TGF-beta stimulating bone marrow to cardiac in vitro

Yamaguchi, Japan -

The ability of various mesenchymal stem cell populations and CD34 stem cell populations to help in stimulation of cardiac regeneration is a current belief by many investigators. Although some positive in vivo data have been generated with purified mesenchymal populations, as well as bone marrow stem cells, little is known about the molecular mechanisms of differentiation.

For example, how does the injured myocardium actually induce the undifferentiated stem cells that are injected intravenously or intracoronarily actually "instruct" the stem cells to differentiate into cardiac tissue? We do know that gradients of factors such as SDF-1 are important in homing of stem cells and that injured hearts make SDF-1 and VEGF, however we do not know the factors that actually are involved in the differentiation process.

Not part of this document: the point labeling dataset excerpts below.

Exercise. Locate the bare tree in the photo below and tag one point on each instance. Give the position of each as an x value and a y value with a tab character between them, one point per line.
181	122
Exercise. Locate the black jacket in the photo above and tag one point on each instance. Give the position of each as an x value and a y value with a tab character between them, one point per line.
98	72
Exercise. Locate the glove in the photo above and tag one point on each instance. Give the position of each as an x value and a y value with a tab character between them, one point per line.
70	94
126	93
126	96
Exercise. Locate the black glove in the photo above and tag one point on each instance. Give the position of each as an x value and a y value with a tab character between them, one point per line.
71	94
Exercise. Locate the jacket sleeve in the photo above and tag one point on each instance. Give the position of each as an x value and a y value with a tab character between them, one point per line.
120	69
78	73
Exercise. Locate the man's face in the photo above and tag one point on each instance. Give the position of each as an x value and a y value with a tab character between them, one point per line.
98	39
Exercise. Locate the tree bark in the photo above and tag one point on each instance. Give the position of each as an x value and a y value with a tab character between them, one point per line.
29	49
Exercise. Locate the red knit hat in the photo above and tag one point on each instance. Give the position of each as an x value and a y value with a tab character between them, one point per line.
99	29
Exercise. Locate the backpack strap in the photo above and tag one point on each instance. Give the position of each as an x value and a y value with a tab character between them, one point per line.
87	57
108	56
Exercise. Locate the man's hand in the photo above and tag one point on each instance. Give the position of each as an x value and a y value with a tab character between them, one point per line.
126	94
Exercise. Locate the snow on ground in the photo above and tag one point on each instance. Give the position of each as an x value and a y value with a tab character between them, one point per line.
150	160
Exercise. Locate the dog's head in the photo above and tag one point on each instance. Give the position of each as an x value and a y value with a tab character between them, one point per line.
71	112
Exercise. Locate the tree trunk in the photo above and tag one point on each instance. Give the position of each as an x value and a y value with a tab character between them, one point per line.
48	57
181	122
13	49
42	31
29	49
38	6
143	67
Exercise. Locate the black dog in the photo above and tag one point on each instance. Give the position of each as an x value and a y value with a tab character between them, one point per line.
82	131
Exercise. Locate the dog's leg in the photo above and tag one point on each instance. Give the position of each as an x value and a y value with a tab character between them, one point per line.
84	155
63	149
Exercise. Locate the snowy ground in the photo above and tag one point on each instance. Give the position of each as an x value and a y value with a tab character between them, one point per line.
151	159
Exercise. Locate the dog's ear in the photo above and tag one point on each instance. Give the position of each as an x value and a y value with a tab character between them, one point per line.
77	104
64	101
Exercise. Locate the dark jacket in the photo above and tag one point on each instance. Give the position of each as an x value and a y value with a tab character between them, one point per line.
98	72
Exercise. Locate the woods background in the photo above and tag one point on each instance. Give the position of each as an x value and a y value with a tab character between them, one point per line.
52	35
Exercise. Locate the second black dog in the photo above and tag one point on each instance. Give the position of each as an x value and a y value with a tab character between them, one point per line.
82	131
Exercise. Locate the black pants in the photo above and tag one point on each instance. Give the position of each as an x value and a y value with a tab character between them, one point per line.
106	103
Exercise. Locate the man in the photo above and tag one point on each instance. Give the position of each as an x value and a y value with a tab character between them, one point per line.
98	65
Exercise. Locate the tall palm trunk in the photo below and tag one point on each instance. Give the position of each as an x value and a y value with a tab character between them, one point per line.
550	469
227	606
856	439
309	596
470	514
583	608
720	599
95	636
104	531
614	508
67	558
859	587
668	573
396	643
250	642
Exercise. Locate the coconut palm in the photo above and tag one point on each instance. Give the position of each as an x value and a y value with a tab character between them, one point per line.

In a recent study (Li et al. TGF-beta induces the differentiation of bone marrow stem cells into immature cardiomyocytes. Biochem Biophys Res Commun. 2007 Dec 22 ) the question of bone marrow to cardiomyocyte differentiation was addressed.

It was demonstrated that growing bone marrow stem cells in the presence of TGF-beta 1, would induce morphological differentiation of the stem cells into cardiomyocyte-like cells. These cells expressed cardiac-specific transcription factors such as GATA-4 and NKx-2.5. Additionally, markers such as cardiac myosin, troponin, and atrial natriuretic peptide were detected. By day 28 of culture the calcium flux was relatively weak and spontaneous beating had dissipated.

It will be interesting to combine this in vitro differentiation approach with other agents such as histone deacetylase inhibitors which have been previously demonstrated to increase expression of some markers of cardiomyocytes.